Pretty sure most of the time people only read the first few and last words and e.g. don't concern if the words in the middle are in correct order. Not sure about the size of that dictionary, but it would seem to greatly diminish the entropy.
Whether it is vision or words, the point is to enlist some of our primal, automatic brain machinery. Both the random word lists and randomart are a good start, but far from perfect.
The word lists ignore and even foil, our gramatical machinery. And I at least have never been able to remember what my own randomart SSH key fingerprint looked like. Adding colour might be a good start.
It has to be a visualization in which changing a few pixels make it look significantly different.

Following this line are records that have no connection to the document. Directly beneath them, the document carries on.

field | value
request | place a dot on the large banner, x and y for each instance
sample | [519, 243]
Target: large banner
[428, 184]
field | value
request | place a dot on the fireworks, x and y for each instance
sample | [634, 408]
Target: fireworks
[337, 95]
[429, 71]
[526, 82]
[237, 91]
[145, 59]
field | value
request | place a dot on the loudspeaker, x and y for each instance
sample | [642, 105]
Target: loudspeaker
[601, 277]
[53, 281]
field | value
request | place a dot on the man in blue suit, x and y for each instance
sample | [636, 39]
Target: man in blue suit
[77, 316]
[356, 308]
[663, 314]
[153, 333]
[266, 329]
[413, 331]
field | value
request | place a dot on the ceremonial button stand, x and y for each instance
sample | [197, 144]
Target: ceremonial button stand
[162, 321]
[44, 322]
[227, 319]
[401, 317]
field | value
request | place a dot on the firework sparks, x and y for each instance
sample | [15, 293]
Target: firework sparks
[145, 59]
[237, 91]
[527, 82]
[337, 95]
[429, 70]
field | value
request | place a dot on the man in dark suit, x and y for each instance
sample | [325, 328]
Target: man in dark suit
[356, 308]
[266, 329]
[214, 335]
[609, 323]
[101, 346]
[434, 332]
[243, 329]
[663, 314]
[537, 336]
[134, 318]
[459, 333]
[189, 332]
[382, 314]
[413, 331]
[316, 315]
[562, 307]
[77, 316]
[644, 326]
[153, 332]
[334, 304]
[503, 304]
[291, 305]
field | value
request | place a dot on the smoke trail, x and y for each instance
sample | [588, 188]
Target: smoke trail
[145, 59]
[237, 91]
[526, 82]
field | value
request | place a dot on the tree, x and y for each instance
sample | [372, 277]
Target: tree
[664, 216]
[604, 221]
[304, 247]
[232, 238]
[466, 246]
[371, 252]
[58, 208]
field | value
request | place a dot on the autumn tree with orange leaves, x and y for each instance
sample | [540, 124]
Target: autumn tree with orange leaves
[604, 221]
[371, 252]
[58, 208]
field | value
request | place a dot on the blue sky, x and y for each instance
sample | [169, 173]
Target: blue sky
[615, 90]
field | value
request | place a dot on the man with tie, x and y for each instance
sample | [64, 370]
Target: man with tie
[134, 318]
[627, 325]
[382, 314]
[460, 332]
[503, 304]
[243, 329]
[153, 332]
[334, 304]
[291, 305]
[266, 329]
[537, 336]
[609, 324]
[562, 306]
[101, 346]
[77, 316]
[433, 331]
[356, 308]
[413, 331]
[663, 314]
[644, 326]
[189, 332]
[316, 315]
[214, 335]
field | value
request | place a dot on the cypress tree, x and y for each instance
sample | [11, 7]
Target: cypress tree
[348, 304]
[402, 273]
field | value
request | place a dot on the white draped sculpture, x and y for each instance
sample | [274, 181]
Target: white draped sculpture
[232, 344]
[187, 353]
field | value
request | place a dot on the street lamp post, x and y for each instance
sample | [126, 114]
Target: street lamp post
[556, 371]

Otherwise we can still make a 'low distance' brute force attack.
What you need is a picture that makes the visually salient information tot up to about 160 bits.
That's tough, but since the human visual system is so powerful, it's not hopeless. But we would need real psychologists to help design the art generators, backing the results with experiments.
It depends on how valuable the identity is.
I check some characters, for additional security I check some in the middle until I am satisfied with security. The downside is security creep, but verified identities generally grow more secure the older they are (does this grow faster?).
The upside to showing a larger hash is that humans are very good at roughly comparing two things. The difference in casing is probably enough to trigger a conscious check. A visual hash is still better.
We still need to define a hash format. Typical hex/base64 would work, but imagine someone tries to be smart and invent a dictionary word encoding with Unicode characters, and then someone brute forces another key that's actually different but will match a search with smart Unicode collation algorithms.